= Trip City =

1989 novel by Trevor Miller

First edition

Trip City is a novel set in the underground world of London nightclubs and concerns a fictional designer drug called FX. It was written by Trevor Miller and published in 1989 by Avernus Creative Media—a book imprint founded by science fiction author Brian Aldiss. The novel was packaged with a soundtrack cassette tape of original music by A Guy Called Gerald. Trip City was reissued by Colin Steven's Velocity Press imprint on August 15, 2021 along with the soundtrack on vinyl for the first time.

==Plot summary==
Tom Valentine wakes up in an unfamiliar loft apartment - not sure where he is or how he got there. Despite the chic surroundings, there's blood on his shirt, evidence of a struggle and a Luger pistol on the Persian rug... Valentine is only certain of three things: The girl that he loved has been murdered. His mind has been warped by the effects of a powerful psychotropic drug and he only has one chance to bring the shrouded, corporate killers to justice...

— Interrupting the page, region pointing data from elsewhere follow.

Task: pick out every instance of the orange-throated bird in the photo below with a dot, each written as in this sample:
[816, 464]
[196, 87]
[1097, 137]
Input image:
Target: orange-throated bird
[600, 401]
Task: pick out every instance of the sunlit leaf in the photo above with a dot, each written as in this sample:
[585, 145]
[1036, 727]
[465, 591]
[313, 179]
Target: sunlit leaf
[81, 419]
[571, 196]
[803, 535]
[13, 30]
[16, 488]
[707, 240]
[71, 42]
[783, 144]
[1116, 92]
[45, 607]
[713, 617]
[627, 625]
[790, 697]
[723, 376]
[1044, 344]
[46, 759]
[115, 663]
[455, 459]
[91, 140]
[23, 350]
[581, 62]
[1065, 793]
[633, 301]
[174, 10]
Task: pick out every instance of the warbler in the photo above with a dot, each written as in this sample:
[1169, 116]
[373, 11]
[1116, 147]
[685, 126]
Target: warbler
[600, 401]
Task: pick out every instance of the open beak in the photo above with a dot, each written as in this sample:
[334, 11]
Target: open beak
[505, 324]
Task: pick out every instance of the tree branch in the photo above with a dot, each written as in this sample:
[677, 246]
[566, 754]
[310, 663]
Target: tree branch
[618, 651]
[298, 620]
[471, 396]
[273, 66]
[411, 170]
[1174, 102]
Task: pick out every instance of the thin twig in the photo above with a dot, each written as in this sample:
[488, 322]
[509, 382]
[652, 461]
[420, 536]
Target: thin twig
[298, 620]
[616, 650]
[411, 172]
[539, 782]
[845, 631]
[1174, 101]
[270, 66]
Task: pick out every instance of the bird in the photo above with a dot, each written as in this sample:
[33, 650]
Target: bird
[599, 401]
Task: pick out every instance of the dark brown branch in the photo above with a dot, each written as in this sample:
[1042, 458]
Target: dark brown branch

== From the back cover of the 2021 Re-Issue ==
In the summer of 1989, when Trip City was first released with a five-track cassette EP by A Guy Called Gerald, there had been no other British novel like it. This was the down and dirty side of London nightclubs, dance music and the kind of hallucinogenic drug sub-culture that hadn't really been explored since Tom Wolfe's The Electric Kool-Aid Acid Test. Maybe this is why Trip City is still known as “the acid house novel” and an underground literary landmark.

Over the decades, Trip City became shrouded in scandal and mystery. The original London book launch literally descended into a riot – shut-down by the Metropolitan Police. Everyone from the makers of Raiders Of The Lost Ark through the director of Candyman tried to adapt the book into a movie - but imploded in the process. And the galleys of the 25th-anniversary edition were destroyed in a fire before they could even be proofed or printed.

Perhaps Trip City is uniquely summed-up by the original publisher, sci-fi legend Brian Aldiss, who wrote of the novel: “In the vintage of Thomas De Quincey's Confessions Of An English Opium Eater – but smack up to date. It's about a young man's descent into hell – a hell that looks very much like London.”